This year’s National Defense Authorization Act (NDAA) has turned out to be a missed opportunity for a full-on government effort to do its job of protecting us. While we had high hopes for a strong compromise based on draft language adopted this summer, Congress has allowed political whims to get in the way of concrete action to improve people’s lives.While there was some initial progress made on phasing out some PFAS uses and requiring government testing and monitoring, we should also be sounding a rallying cry to continue working for the government action needed to help communities across the country and to make polluters pay for their harmful mess.
The biggest miss in this bill is a failure to include the requirement that PFAS chemicals are deemed “hazardous substances,” which would have triggered manufacturing companies to pay to clean up sites across the country that are sitting in limbo because cleanup of these chemicals is not prioritized by the government. Another missing provision is one that would have required EPA to set an enforceable drinking water standard for PFAS under the Safe Drinking Water Act within two years, triggering testing and monitoring across the country. Finally, the piece that would have helped to cut off the tap of industrial PFAS discharges into drinking water under the Clean Water Act is absent from this NDAA.
The final NDAA still contains some of the important PFAS measures we were hoping to see, including:
- A phaseout of military use of firefighting foam containing PFAS by 2024 (with the opportunity for up to two years of extensions) and a ban of PFAS foams in military training exercises
- Required public reporting of environmental releases of a group of PFAS chemicals under the Toxics Release Inventory (TRI) and a requirement to use formal rulemaking processes and science in decisions on adding other PFAS to the TRI list in the future
- A data call under the Toxic Substances Control Act to obtain information from manufacturers about which PFAS chemicals were historically made and sold.
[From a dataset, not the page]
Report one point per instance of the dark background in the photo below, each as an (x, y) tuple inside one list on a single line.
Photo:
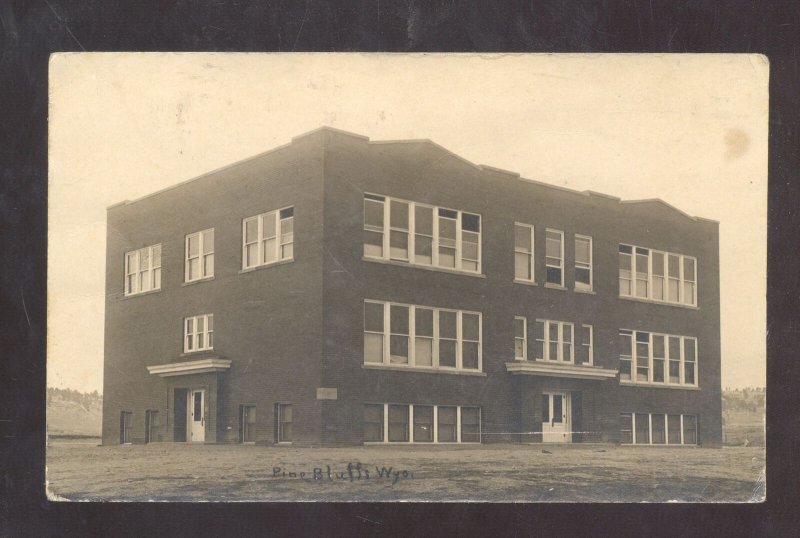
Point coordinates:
[(31, 29)]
- Finalization of EPA’s 2015 proposed Significant New Use Rule on long-chain PFAS under the Toxic Substances Control Act, which would give EPA notice and time to assess risks before PFAS-containing products come to market
- Required EPA guidance on how to dispose of and destroy PFAS and materials containing PFAS
- Continued funding for ATSDR health assessments to better understand impacts of exposure in PFAS-contaminated communities
- Required US Geological Survey monitoring of surface and groundwater, soils, and wells to better understand the scope of PFAS contamination
- Required blood testing for military firefighters during annual exams to better document exposure
The loss of several PFAS-relevant provisions wouldn’t sting so much if there was reason to believe that the White House and agencies would take urgent, meaningful action on their own. But so far, the EPA and DOD have failed to act fast enough, and the White House is even delaying nationwide PFAS health assessments that will provide meaningful public health evidence to inform science-based policies. Earlier this month, EPA issued an Advance Notice of Proposed Rulemaking (ANPRM) asking for comments on how to add PFAS to the TRI list, which was completely insufficient. The agency also claims that it will issue a determination on whether to set an enforceable standard for PFAS in drinking water by the end of this year, but even if they do decide to set a standard, it will likely be for just two PFAS (PFOA and PFOS) and will take years to result in a standard and in cleaner water. As long as the federal government fails to take action, the burden of cleanup is going to continue to fall on local and state governments, which means the inequities that already exist will persist.
We must all fight to ensure that the full suite of PFAS provisions make it into this year’s NDAA so that communities can look forward to cleaner water and brighter futures in 2020. Call your members of Congress and tell them that compromising on our health is unacceptable and urge them to vote “no” on the NDAA when it comes to the floor.